ギズモX

エデンの東のギズモXのレビュー・感想・評価

エデンの東(1954年製作の映画)
4.7
つい先日『グッドフェローズ』を観て思い出したのがこの『エデンの東』
現代のカインとアベルを描いたエリアカザンの傑作だ。

《第一次世界大戦時のアメリカ合衆国。
厳格な父親に愛されている善良な性格のアロンとは違い、強欲な母に似たひねくれ者のキャルは父親に認めてもらおうと努力するのだが…》

この映画を知ったのはスコセッシの『沈黙』を観た直後。
とある映画評論家が『沈黙』は『エデンの東』に大きな影響を受けたと解説していて、それが本作を知ったきっかけ。
その解説の中でエリアカザンが赤狩り時代に仲間を売ったことの経緯と、それに対する救済を求めていた話を知って、どんな感じの作品なんじゃろなと思って鑑賞してみたら、そりゃあもう驚いた!

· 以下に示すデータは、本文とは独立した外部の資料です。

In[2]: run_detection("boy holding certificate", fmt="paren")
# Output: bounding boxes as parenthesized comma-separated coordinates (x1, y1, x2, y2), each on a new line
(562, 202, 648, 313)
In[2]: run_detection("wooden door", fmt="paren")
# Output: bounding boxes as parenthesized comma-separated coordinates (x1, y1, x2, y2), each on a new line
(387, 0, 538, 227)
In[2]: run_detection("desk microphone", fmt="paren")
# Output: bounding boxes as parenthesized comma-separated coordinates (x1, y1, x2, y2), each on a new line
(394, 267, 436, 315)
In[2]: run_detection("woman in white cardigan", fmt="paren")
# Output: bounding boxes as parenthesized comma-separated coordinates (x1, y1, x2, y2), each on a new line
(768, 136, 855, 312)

親がまだ生まれてもいない1950年代の映画なのに、ジェームズディーンの演技が自分をモデルにしたのかと思える程にそっくりで戦慄した!
凄く分かるんだよ!僕もああだったから!😅

今まで色んな作品を観てきたけど、今作ほど
「僕がいる!」
って思ったのは他にはなかったな。
でも、それと同時に
(ああ、みんな同じだったんだな)
って凄く安心してた。
今思えば、あの時の安心感が僕の映画レビューの始まりだったのかもしれない。
この作品は『沈黙』だけではなく、清楚な修道女とふしだらな歌手がゴスペルによって一つとされていく、あの『天使にラブソングを…』などの様々な作品に繋がっていったと、僕はそう考えています。

https://youtu.be/3YziNNCZeNs?si=iZ-fPBXqG-odnmzY

この動画を見ると励まされる。
確かに彼は裏切りという最低の行為をした。
でも、それは非米活動委員会の圧力と、ソ連全体主義の反発からで、彼は自ら率先して密告を行った訳ではないのも事実。
全てが元通りになる訳ではないけれど、救済を求めているのなら赦しが与えられてもいい筈だ。